Arman mengulurkan tangannya dan mengusap pipi Natasha dengan lembut.

"Lalu, dia memanggilku kesini dan menyudutkanku di pintu. Dia hampir menciumku dan saat itu aku terlalu kalut jadi, aku memukul kepalanya dengan binder di tanganku. Selain itu aku menendangnya,"

"Kamu menendangnya?"

Natasha mengangguk. "Tepat 'disana'," ujar Natasha sambil menunjuk ke arah bagian tubuh Arman yang dia maksud.

Arman mengikuti arah jari lentik Natasha.

"Disana?"

"Ya,"

"Apa kamu menendangnya dengan keras?"

"Sepertinya. Soalnya, dia langsung melepaskanku dan berjongkok di depanku,"

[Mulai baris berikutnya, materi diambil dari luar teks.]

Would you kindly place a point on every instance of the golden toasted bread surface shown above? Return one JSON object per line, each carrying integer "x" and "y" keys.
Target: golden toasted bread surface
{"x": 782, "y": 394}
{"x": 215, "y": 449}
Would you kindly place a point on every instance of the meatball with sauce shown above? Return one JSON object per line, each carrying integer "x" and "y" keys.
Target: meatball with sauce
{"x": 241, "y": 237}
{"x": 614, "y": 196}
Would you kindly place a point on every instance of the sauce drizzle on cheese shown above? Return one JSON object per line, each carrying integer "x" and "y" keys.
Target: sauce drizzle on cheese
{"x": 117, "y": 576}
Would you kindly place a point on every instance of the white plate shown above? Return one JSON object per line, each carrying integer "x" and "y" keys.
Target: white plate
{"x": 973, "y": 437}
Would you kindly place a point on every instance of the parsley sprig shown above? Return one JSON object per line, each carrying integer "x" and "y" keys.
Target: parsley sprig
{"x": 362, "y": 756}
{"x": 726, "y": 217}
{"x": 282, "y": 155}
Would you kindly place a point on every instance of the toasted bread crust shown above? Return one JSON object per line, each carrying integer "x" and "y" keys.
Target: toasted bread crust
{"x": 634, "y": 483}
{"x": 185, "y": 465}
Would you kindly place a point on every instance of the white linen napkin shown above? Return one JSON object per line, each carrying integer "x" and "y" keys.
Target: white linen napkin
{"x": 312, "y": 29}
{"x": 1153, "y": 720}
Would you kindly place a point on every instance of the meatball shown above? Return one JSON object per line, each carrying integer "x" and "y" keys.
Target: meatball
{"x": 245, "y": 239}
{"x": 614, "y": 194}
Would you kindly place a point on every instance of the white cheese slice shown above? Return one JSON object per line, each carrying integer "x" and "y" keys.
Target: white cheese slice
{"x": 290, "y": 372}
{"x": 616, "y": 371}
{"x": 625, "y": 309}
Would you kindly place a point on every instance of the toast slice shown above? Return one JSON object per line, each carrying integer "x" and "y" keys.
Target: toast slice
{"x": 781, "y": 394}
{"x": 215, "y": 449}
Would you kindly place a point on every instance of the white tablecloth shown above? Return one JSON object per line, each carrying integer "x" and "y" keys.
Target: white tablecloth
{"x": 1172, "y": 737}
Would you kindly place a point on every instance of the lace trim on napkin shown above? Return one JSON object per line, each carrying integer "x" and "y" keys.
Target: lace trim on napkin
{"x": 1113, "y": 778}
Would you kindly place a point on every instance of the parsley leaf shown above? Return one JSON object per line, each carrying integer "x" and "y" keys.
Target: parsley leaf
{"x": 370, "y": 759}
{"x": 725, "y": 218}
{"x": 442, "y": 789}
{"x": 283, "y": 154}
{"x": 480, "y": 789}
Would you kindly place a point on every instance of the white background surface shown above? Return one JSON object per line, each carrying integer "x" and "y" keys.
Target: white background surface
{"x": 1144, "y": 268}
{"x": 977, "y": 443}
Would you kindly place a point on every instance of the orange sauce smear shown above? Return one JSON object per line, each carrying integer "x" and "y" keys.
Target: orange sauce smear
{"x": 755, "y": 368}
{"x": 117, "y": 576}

Arman terbahak kuat. Dia membayangkan betapa sakitnya rasa sakit yang ditanggung adiknya. Tendangan kaki Natasha tidak bisa dibilang lemah juga. Arman pernah merasakan tulang keringnya biru selama seminggu karena tendangan Natasha. Wait! Kapan itu terjadi?

"Pantas saja kamu menendangku juga saat itu," ujar Arman saat mengingat hari dimana tulang keringnya menjadi korban tendangan maut Natasha.

"Maaf. Aku pikir kamu itu adikmu,"

"Tapi, saat itu kamu langsung minta maaf,"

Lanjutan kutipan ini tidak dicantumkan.